Is now the time, as some Ukrainians hope, for Biden to swoop in and save an increasingly needy Ukraine from itself? Dream on.
Ukrainians should remember that Biden isn’t a novice at this game. He knows Ukrainian politics and its wily political operators well. And he has experienced firsthand how difficult it is to reform this country.
Moreover, Ukraine is no longer just pulling itself to its feet in the wake of EuroMaidan and the Russian invasion. In the past two years, it has held the full cycle of elections — presidential, parliamentary and local. These votes have further cemented Ukraine’s status as an electoral democracy, but yielded mixed results.
We have seen Zelensky offer up enormous promises of reform, but fail to deliver on most of them. We’ve witnessed pro-Russian, oligarch-owned forces unite across party lines to derail and sabotage reforms. They’ve turned the country’s highest, least accountable judicial institution — the Constitutional Court — into a weapon of governmental mass destruction.
Biden’s support for Ukraine’s reform efforts and its battle with Russia in the Donbas will undoubtedly remain strong. But, at this point, Ukraine needs him far more than he needs it.
Ukraine’s leaders must realize that Biden is not the solution to their problems. With America stretched thinner than ever, Biden will be happy to mete out tough love to a recalcitrant Kyiv.
But all hope is not lost.

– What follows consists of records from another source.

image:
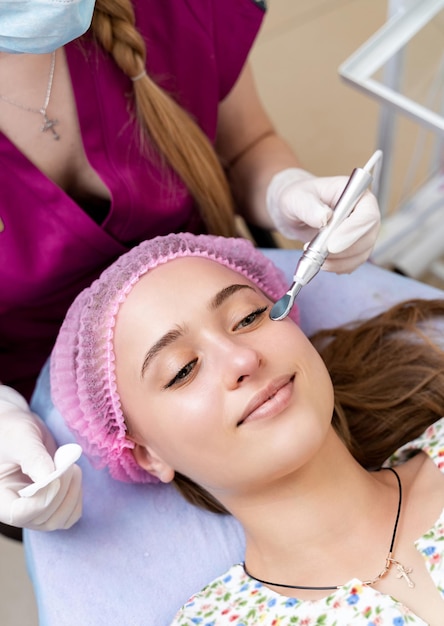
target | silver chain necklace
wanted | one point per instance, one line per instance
(48, 124)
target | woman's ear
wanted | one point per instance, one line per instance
(153, 463)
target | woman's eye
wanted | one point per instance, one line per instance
(182, 374)
(252, 317)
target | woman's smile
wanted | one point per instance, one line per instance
(269, 402)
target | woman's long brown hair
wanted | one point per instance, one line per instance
(388, 377)
(175, 136)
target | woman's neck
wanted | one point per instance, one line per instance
(307, 529)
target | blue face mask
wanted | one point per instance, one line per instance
(39, 26)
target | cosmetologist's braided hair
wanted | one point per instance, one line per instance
(175, 136)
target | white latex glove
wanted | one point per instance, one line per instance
(300, 204)
(25, 453)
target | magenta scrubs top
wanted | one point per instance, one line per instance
(50, 249)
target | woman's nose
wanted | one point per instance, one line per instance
(241, 361)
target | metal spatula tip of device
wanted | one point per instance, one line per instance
(283, 306)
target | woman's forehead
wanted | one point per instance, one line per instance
(192, 272)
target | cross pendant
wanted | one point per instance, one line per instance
(403, 572)
(49, 125)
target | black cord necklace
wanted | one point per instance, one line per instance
(403, 572)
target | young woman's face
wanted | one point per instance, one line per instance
(210, 386)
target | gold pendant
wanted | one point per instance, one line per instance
(403, 572)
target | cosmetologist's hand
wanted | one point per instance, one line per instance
(300, 204)
(25, 455)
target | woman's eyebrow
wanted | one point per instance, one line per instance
(166, 339)
(171, 336)
(225, 293)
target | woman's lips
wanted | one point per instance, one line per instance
(270, 401)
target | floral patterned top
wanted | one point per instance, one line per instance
(236, 599)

To unlock the full potential of the Biden presidency, Ukraine’s leadership must start solving the country’s problems on its own. Begin with the corrupt courts and continue from there.
If Zelensky wants the Biden administration to actively support the country and spend its already scarce resources on Ukraine, show the U.S. why that’s a good investment.
Matthew Kupfer is news editor of the Kyiv Post.